Vigilance en fin de cycle

Côté maladies, la rouille jaune a été observée en début de cycle. Peu intense, elle a été facilement contrôlée. L’oidium est apparu tôt et s’est maintenu tout le printemps. Comme en 2016, la septoriose est arrivée tard et n’a été que peu nuisible. À l’inverse, la rouille brune et la fusariose ont davantage impacté le rendement. Dans nos essais en 2017, la nuisibilité a été de 20 quintaux.

Variétés, bilan 2017

Après quelques doutes du fait des conditions météo, les blés 2017 sont satisfaisants. Les rendements sont bons (+ 12 quintaux par rapport à 2016 dans nos essais), seul les PS ne sont pas au rendez-vous. Suivant les secteurs, on observe de meilleurs rendements pour les précoces ou les tardifs suivants les stades atteints au moment des fortes chaleurs de juin. La synthèse des blés précoces et demi-précoces comprend 11 essais répartis sur le réseau breton. Le classement des variétés est très variable d’un site d’essai à un autre.

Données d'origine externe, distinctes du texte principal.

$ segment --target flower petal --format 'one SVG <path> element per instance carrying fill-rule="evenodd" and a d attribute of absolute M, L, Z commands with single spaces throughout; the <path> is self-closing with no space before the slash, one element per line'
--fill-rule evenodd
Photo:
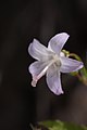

En tête de la synthèse, Hyking, hybride, marque une différence de 4 quintaux avec les variétés autogames. Complice, en précocité 7 avec une finition très rapide, réalise un très beau rendement. Sa finition rapide lui a peut-être permis de limiter l’impact des fortes chaleurs de juin sur son remplissage. Une récolte à sur-maturité sur certains sites, du fait des difficultés de moisson, l’aura pénalisé.

Vyckor, 3e de la synthèse comme l’année dernière, se positionne comme une variété régulière à bon rendement, très bon PS et très bon taux de protéine. Filon, nouveauté 2017, est une variété demi-alternative qu’il faut impérativement positionner en 3e date de semis. Sur ce créneau particulier, elle présente en plus d’un haut rendement, un bon PS et un bon taux de protéine.

Cellule et Rubisko, variétés largement répandues, ne déçoivent pas. Elles sont régulières dans les essais. Cellule reste une référence en PS. LG Absalon, 1er en 2016 dans nos essais, avec un très bon profil sanitaire. Son rendement est proche de Cellule. En pluri-annuel, la variété sort bien. Sa qualité de blé meunier, avec un bon taux de protéine et un très bon PS, est un atout. Pour les blés demi-tardifs à tardifs, 12 essais constituent la synthèse.

Chevignon, meilleure inscription 2016, confirme son haut potentiel dans tous les essais. À positionner sur le créneau des premières dates de semis, comme un Bergamo, cette variété apporte un gain de rendement et de la qualité. RGT Tekno et Fructidor, en blés de qualité, restent des références en demi-tardif (précocité 6) pour leur rendement. En PS, Fructidor garde un avantage, tandis que côté protéine, RGT Tekno est mieux. Fluor, une variété bien connue des éleveurs, est en retrait en rendement, mais demeure une référence en PS sur ce créneau de précocité.

Triticale, de la nouveauté également

Elicsir, comme en 2016, est la 1re variété en rendement, avec un très bon PS. En plus de ces résultats, son bon profil maladies en fait une variété incontournable. Sur un créneau un peu plus précoce, RGT Oméac, nouveauté 2017, apporte un gain de PS de presque 6 points par rapport à RGT Eleac, tout en maintenant son potentiel.